TEACHERS have been given their own online lessons to help them teach Powys youngsters in cyberspace.

Since returning from the Easter break in April, Powys youngsters have been taught online.

And teachers in Powys have been prepared for their new virtual classrooms by taking their own online courses run by the Open University.

While preparations in England are being made for a return of some classes next week, it is highly likely that children in Powys and the rest of Wales will not be going back to school until September, meaning that teachers will have plenty of time to put their training into action.

Members of the Learning and Skills scrutiny committee at their meeting on Tuesday, May 26, asked whether teachers were properly prepared to deal with their new digital classroom.

Independent member Margaret Evitts and former headteacher, said: “This is an amazing transformation, are all staff trained adequately?

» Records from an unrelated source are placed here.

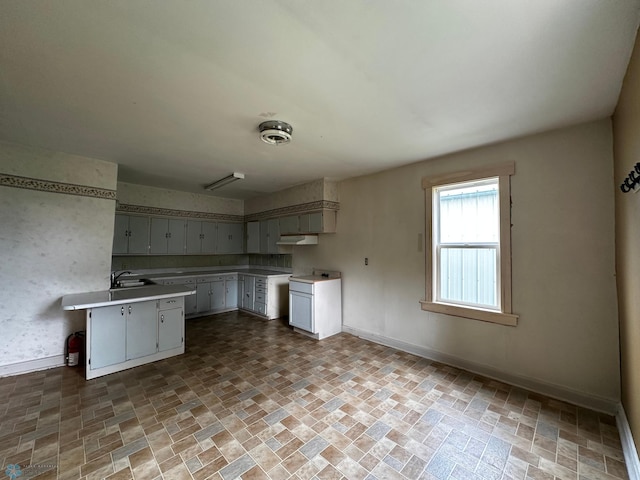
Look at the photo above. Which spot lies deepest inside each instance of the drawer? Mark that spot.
(260, 308)
(170, 303)
(302, 287)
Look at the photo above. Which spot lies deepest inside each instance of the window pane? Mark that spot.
(469, 275)
(469, 213)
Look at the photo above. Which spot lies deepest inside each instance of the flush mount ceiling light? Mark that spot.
(225, 181)
(275, 132)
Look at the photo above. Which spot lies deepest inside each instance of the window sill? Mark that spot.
(472, 313)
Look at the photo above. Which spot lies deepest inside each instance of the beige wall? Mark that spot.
(132, 194)
(626, 128)
(52, 243)
(563, 265)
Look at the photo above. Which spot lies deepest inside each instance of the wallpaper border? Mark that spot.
(55, 187)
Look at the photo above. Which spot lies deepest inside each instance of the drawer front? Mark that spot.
(170, 303)
(302, 287)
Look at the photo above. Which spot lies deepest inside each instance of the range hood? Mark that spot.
(298, 240)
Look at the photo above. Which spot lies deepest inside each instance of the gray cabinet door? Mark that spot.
(142, 329)
(121, 234)
(194, 236)
(108, 336)
(158, 235)
(170, 329)
(203, 297)
(176, 239)
(274, 235)
(209, 237)
(231, 294)
(253, 237)
(217, 295)
(138, 235)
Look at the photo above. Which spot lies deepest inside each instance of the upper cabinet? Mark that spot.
(167, 235)
(131, 234)
(230, 238)
(201, 237)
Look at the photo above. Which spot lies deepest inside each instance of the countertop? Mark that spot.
(105, 298)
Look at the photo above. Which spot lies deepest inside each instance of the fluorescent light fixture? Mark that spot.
(225, 181)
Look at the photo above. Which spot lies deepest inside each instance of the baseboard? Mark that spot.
(628, 445)
(31, 366)
(605, 405)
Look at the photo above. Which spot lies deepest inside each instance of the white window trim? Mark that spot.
(505, 316)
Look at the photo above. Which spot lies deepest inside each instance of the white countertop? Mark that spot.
(311, 279)
(105, 298)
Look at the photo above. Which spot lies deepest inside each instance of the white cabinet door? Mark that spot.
(107, 336)
(170, 333)
(231, 293)
(142, 329)
(301, 311)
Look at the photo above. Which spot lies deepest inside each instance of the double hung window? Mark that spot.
(469, 244)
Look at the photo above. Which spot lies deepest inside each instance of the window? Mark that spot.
(469, 244)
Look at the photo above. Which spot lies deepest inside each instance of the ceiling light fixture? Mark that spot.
(275, 132)
(225, 181)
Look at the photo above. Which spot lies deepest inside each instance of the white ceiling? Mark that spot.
(174, 91)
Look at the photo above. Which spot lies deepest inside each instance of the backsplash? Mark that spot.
(140, 262)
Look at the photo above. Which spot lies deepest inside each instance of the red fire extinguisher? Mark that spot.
(74, 349)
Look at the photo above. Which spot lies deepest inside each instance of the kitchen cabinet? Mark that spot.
(230, 238)
(315, 306)
(167, 236)
(128, 335)
(170, 325)
(253, 237)
(201, 237)
(108, 336)
(269, 235)
(217, 294)
(131, 235)
(141, 329)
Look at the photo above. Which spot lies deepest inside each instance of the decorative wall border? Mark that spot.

“Do staff need further training?”

Interim chief education officer Lynette Lovell said: “It requires a transformation in the way we teach, it’s different to teaching a class of 30.

“In the first two weeks of the continuity of learning plan we gave all our teaching staff to access free online training for teaching from the Open University.

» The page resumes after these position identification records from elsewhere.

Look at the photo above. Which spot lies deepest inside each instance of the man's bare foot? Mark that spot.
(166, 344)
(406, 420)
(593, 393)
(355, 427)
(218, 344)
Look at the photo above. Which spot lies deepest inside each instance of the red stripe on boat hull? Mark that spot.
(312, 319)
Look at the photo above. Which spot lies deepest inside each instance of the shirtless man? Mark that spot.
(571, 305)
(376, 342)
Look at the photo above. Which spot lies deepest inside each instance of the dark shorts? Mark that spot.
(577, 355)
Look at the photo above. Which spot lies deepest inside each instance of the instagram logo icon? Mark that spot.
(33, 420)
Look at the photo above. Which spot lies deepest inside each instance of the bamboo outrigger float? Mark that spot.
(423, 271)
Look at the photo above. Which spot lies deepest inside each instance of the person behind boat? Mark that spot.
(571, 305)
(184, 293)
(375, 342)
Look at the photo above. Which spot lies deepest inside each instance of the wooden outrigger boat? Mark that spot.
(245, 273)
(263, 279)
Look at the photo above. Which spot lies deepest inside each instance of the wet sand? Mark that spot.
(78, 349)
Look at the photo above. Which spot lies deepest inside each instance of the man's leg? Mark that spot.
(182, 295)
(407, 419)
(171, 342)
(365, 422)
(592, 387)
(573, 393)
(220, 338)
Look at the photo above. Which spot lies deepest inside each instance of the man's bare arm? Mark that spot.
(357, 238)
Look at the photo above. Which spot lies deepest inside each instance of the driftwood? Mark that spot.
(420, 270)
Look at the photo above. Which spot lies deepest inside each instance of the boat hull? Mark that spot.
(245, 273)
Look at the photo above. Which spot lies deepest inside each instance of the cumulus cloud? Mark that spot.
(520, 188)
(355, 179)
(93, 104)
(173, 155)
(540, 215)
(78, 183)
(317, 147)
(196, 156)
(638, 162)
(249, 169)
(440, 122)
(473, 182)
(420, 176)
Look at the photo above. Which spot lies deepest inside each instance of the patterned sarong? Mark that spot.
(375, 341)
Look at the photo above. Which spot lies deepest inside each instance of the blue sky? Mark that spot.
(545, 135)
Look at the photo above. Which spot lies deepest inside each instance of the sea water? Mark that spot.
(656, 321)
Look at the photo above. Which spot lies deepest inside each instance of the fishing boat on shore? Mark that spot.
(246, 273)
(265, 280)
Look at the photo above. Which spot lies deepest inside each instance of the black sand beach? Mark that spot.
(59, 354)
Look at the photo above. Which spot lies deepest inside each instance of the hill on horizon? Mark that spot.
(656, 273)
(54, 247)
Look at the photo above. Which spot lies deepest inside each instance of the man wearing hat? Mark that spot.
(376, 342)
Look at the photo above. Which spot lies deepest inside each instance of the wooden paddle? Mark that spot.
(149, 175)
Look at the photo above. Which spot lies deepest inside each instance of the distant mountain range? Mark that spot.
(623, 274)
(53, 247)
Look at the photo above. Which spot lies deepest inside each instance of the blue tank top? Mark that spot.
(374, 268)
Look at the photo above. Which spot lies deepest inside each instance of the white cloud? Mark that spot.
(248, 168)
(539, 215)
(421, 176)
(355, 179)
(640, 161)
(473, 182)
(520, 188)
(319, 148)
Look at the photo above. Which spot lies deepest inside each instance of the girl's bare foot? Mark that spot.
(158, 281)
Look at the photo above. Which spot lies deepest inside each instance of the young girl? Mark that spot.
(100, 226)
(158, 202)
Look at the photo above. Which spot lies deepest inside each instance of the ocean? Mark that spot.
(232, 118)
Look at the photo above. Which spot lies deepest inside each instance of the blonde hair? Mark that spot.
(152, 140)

“There is lot of working together and helping each other out.”

Ms Lovell added that there had been some problems along the way, as not all teachers were set up on the Welsh Government's online teaching portal, and some are less technically adept than others.

Ms Lovell said: “People are at different levels that’s for sure.

“But we have put that package in place to ensure that they have the time they need to understand these new ways of working.”

To prepare for an extended period of online learning, PCC has already adapted the Welsh Government continuity of learning plan and produced its own document for schools, called Powys Distance Learning Plan.

This gives schools guidance and helps share good practice between them.